Es kam dem Butler vor, als hätte er eine Ewigkeit nicht mehr getanzt und wenn er genauer darüber nachdachte, entsprach das sogar den Tatsachen. Er war ein persönlicher Diener, er stand Spalier für die Wünsche seines Herrn und war nicht der Typ, der auf vornehmen Veranstaltungen als Tanzpartner in Betracht gezogen wurde. Die Damen der Elite sahen ihn oftmals nicht einmal als Menschen an, und wenn, dann eher als ein hübsches Spielzeug, mit dem man sich amüsieren konnte, etwas fürs Bett, das man hinterher fortschicken und totschweigen konnte.
Er wusste von vielen männlichen Hausangestellten, die so manchen Liebesdienst für ihre gelangweilten Herrinnen verrichteten, wenn deren desinteressierte oder vielbeschäftigte Ehemänner nicht zuhause waren.
Etwas, das Sebastian zwar nicht kategorisch ablehnte, aber mit sich selbst seit vielen Jahren nicht mehr hatte machen lassen. Die Zeiten, in denen sein Blut heiß gewesen war und er mit Freuden die Avancen einer schönen jungen Edeldame angenommen hatte, lagen lange zurück und es war alles zu einem bedeutungslosen Einerlei verschwommen, einer Mischung aus gelangweiltem Sex und der Selbstverachtung hinterher. Deswegen hatte er die Lust an diesem Spiel verloren. Aus Liebe jemandem hingegeben hatte er sich schon lange nicht mehr - er hatte schon vergessen, wie es war, wenn man diese Gefühle hatte, war sich nicht einmal sicher, ob er sie tatsächlich kannte.
Sebastian fasste die Finger der jungen Frau etwas fester und sie vollführten eine weitere Drehung, die den Rock des Kleides elegant schwingen ließ. Willow lachte leise, als er sie einen kurzen Moment hochhob und sich die Schrittfolge leicht änderte.
»Ich fürchte, Miss Bennett, unser Tanz neigt sich dem Ende zu«, murmelte der Butler mit tiefer Stimme, denn er hatte seinen Herrn an der Tür zur Terrasse entdeckt, der ihnen beiden mit einem feinen Lächeln zusah.
»Och, schon?« Willow hob den Blick zu Sebastian und ließ ihn dann schweifen.
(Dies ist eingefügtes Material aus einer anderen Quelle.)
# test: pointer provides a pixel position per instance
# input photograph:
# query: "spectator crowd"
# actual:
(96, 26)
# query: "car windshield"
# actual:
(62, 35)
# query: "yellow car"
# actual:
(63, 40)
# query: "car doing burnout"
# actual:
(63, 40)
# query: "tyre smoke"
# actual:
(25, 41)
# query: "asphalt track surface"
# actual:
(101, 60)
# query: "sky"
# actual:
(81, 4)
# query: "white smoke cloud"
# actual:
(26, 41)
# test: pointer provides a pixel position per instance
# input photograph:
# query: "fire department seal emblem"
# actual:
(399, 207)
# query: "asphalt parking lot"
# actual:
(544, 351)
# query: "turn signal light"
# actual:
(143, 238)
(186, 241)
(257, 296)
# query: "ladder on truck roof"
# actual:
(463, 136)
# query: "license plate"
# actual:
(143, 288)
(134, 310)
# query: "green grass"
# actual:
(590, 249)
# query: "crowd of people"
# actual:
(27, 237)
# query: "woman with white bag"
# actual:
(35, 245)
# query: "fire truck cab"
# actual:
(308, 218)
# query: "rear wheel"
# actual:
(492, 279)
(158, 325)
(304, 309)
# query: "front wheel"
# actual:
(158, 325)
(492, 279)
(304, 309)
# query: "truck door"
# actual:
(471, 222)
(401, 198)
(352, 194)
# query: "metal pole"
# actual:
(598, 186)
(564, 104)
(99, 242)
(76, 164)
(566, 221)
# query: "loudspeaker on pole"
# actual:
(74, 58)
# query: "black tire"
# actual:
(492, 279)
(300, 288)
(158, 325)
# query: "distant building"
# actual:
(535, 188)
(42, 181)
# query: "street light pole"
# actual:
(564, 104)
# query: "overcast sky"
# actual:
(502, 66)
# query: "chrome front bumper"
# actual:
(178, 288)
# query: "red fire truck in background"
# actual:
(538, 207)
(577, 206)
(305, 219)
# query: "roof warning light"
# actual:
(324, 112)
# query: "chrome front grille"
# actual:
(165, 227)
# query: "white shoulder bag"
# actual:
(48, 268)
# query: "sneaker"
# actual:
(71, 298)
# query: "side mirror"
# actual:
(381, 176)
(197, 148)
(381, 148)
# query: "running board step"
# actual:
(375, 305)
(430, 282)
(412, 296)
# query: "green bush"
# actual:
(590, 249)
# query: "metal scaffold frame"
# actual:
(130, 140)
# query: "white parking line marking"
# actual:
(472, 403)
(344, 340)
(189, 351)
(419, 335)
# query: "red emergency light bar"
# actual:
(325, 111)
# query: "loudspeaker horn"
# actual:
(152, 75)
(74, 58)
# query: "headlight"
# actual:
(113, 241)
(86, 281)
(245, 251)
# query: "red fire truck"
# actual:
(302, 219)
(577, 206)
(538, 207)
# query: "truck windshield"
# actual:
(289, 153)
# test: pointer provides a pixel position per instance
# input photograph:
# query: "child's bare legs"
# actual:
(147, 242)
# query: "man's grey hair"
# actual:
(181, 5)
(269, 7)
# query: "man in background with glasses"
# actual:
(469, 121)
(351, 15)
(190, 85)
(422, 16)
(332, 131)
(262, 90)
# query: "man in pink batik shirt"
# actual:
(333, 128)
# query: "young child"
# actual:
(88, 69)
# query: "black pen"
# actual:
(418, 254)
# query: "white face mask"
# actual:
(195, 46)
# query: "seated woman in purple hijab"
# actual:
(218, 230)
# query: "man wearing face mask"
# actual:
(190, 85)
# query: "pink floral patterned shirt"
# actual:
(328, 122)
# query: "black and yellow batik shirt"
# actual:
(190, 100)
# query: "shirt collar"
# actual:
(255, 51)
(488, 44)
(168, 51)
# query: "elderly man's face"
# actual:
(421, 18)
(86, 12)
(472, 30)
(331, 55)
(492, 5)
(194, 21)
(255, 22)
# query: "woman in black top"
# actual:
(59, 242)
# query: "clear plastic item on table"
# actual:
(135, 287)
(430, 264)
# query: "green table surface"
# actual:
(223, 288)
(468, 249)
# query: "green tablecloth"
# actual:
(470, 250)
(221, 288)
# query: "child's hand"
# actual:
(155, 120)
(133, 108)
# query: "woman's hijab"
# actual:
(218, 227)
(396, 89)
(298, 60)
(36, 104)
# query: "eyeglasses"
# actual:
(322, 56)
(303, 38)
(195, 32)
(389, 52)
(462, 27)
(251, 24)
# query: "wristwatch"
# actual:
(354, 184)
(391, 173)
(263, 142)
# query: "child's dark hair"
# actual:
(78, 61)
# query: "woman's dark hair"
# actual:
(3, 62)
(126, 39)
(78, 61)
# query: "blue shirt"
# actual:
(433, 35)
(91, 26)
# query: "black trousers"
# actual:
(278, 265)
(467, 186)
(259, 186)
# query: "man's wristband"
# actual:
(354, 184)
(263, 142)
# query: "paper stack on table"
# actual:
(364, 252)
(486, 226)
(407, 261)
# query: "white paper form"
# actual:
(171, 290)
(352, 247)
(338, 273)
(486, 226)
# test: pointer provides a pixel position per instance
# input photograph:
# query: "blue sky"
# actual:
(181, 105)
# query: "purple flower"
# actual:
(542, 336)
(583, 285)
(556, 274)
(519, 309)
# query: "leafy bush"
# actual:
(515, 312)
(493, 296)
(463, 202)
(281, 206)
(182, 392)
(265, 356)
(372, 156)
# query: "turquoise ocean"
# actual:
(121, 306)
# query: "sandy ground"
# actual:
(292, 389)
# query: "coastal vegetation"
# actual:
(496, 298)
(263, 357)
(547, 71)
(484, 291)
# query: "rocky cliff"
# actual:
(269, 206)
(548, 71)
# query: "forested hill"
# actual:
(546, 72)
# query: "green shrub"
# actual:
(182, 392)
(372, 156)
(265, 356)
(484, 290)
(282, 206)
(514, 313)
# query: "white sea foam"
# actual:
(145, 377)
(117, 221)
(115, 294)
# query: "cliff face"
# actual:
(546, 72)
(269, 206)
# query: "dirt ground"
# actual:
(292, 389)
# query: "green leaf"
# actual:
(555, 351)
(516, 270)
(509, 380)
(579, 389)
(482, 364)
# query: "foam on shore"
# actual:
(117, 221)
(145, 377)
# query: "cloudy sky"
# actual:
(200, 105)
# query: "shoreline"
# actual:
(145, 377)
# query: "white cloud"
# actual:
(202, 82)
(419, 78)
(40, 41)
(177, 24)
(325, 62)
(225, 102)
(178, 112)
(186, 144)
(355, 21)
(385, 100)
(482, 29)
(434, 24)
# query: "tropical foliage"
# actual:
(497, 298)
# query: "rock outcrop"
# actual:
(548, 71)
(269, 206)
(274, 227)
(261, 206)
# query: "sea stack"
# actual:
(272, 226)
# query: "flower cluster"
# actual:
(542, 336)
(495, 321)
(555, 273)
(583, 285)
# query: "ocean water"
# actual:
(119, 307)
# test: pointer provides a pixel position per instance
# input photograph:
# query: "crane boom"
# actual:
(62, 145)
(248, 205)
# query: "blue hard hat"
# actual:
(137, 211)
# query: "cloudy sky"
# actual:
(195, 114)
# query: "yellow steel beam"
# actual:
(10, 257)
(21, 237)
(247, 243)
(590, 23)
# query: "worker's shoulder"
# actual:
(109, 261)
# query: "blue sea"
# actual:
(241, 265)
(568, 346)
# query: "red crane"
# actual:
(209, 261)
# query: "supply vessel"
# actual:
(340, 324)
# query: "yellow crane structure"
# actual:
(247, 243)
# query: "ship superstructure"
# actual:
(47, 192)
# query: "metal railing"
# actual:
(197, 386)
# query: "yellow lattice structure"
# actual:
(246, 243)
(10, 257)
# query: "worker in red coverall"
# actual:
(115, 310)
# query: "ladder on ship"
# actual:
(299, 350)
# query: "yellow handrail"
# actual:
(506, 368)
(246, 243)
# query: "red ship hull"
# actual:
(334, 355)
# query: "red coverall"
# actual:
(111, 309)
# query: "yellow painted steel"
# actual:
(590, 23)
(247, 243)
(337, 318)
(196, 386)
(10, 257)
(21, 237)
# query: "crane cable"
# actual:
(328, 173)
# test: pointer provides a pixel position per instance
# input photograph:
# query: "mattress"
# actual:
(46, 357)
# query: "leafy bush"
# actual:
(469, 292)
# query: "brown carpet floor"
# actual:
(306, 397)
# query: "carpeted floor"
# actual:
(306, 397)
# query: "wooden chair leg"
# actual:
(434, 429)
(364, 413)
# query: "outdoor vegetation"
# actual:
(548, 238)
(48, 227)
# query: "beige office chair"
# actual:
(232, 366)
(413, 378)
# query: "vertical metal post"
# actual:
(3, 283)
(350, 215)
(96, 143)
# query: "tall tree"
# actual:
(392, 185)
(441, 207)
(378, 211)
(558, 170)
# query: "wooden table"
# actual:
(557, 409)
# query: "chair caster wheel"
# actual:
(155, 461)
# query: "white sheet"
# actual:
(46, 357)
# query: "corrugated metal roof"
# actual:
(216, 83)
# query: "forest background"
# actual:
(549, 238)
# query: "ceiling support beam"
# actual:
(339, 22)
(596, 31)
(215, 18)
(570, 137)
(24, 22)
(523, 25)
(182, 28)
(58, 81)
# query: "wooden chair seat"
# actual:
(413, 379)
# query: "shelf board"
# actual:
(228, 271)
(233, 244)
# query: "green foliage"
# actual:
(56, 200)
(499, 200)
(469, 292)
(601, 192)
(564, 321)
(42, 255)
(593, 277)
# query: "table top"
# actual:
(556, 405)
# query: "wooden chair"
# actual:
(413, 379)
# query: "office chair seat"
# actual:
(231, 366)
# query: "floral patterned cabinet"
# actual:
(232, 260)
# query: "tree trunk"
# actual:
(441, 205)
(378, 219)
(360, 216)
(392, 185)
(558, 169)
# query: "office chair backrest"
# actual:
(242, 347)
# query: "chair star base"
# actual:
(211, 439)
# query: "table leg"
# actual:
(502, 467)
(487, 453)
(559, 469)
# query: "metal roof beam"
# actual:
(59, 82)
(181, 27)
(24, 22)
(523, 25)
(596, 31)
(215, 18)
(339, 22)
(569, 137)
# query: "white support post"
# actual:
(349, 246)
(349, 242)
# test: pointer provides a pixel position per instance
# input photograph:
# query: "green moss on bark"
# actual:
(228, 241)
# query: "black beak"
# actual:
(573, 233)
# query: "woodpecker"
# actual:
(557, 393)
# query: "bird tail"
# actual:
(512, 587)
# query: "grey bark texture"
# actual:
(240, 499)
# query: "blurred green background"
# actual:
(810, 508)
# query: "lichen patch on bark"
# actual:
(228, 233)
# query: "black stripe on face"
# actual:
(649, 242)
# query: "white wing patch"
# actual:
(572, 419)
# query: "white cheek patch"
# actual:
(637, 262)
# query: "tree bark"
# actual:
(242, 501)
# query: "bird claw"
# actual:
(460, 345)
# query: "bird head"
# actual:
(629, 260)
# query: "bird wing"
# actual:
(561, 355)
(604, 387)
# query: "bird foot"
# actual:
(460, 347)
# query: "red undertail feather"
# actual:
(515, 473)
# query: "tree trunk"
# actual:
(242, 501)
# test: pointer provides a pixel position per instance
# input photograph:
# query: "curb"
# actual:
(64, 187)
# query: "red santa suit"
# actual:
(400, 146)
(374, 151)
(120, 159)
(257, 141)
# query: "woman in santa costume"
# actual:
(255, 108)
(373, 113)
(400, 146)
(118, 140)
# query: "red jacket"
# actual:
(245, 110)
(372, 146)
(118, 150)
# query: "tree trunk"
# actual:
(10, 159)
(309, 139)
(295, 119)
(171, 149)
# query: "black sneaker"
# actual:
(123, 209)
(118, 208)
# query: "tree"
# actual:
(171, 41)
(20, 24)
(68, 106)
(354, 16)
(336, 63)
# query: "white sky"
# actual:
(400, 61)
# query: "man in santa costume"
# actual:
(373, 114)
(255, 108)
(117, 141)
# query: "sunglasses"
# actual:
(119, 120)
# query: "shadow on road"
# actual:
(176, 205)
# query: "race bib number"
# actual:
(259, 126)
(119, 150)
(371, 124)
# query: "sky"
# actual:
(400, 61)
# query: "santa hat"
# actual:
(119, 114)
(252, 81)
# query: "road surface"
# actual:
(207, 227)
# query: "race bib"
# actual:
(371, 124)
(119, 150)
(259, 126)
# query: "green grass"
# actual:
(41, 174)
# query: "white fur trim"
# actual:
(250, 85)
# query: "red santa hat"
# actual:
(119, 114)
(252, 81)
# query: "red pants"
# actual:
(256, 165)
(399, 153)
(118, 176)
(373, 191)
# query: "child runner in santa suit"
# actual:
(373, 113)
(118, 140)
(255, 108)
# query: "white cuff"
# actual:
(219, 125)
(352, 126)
Auch sie entdeckte den Grafen und am anderen Ende des Raumes ihren besten Freund, der grinste wie ein Honigkuchenpferd.
»Es war mir eine Ehre«, brummte Sebastian gutmütig und lächelte, als er sie an den Rand der Tanzfläche führte, ihre Hand an seine Lippen hob und sich leicht verneigte. Bei jedem anderen wäre diese Geste womöglich theaterhaft und gestellt herübergekommen, doch bei dem Butler wirkte es so natürlich, als hätte er sich nie anders verhalten. Es gehörte zu ihm wie seine dunklen Augen und Willow spürte, wie ihr Herz einen Hüpfer machte.
‘Dummerchen!’, schimpfte sie sich stumm, doch die Wärme in ihren Wangen konnte sie nicht verleugnen. Sie genoss es, wie dieser vollkommene Gentleman sich ihr gegenüber verhielt.
»Mir auch«, hauchte sie und konnte ein mädchenhaftes Kichern nicht verhindern, das ihr sofort peinlich war. Sie konnte fühlen, wie sie errötete und war erneut froh, dass das Licht gedämpft war.
Während Sebastian die Hand der jungen Frau wieder losließ und einen höflichen Abstand zwischen sie brachte, hatte sich Viktor vom Türrahmen gelöst und war durch die anderen noch immer tanzenden Paare geschritten.
»Es tut mir leid, Ihnen und dir den sicher sehr amüsanten Tanz verdorben zu haben, aber könntest du, Sebastian, den Wagen vorfahren gehen? Ich würde gern aufbrechen. Ebenso Ihr Freund, Miss Bennett. Ich fürchte, ich habe ihn zu einem Glas Wein zu viel animiert« Der Graf schmunzelte zu Luca hinüber, der noch immer am selben Fleck stand und leicht grinste.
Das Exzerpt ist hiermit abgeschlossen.